The documentation provided by OpenTelemetry is the best place to learn the basics. An OpenTelemetry system is composed of at least two parts: a client that exports telemetry data and a backend that collects telemetry data. Translator teams should implement the client side (exporters) in their applications, but not necessarily a backend.

Currently, Translator telemetry tools only support traces, not metrics or logs.

Telemetry Instrumentation and Protocols

Translator components should instrument their applications with a library that supports sending traces with the OpenTelemetry Protocol (OTLP).
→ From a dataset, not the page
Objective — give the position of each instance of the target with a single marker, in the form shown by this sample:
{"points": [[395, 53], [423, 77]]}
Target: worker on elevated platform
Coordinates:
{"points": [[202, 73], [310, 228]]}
For most applications, libraries are available that will automatically instrument your application, without manually implementing anything specific. This will usually be enough for Translator purposes. For example, you should not need to manually handle associating spans and traces with their parents. However, if you would like to customize the information collected, and make your trace information more useful, you may want to add baggage to traces.

OTLP telemetry data can be sent over HTTP or gRPC. Both are supported by the Translator OpenTelemetry backend.

Previously, Translator applications were instrumented using Jaeger Client Libraries, utilizing the Thrift protocol, but these libraries have been deprecated, in favor of OTLP.

Translator Deployment

Translator tools should send telemetry data to shared backend applications deployed on ITRB servers. The backend applications are implemented using Jaeger. In the ITRB Kubernetes cluster, each maturity level has its own instance of Jaeger deployed, so that telemetry data from all the applications in any given maturity level is aggregated in one place, but not mixed across maturities. This also allows us to configure OTEL clients to send data to a consistent host endpoint across maturity levels.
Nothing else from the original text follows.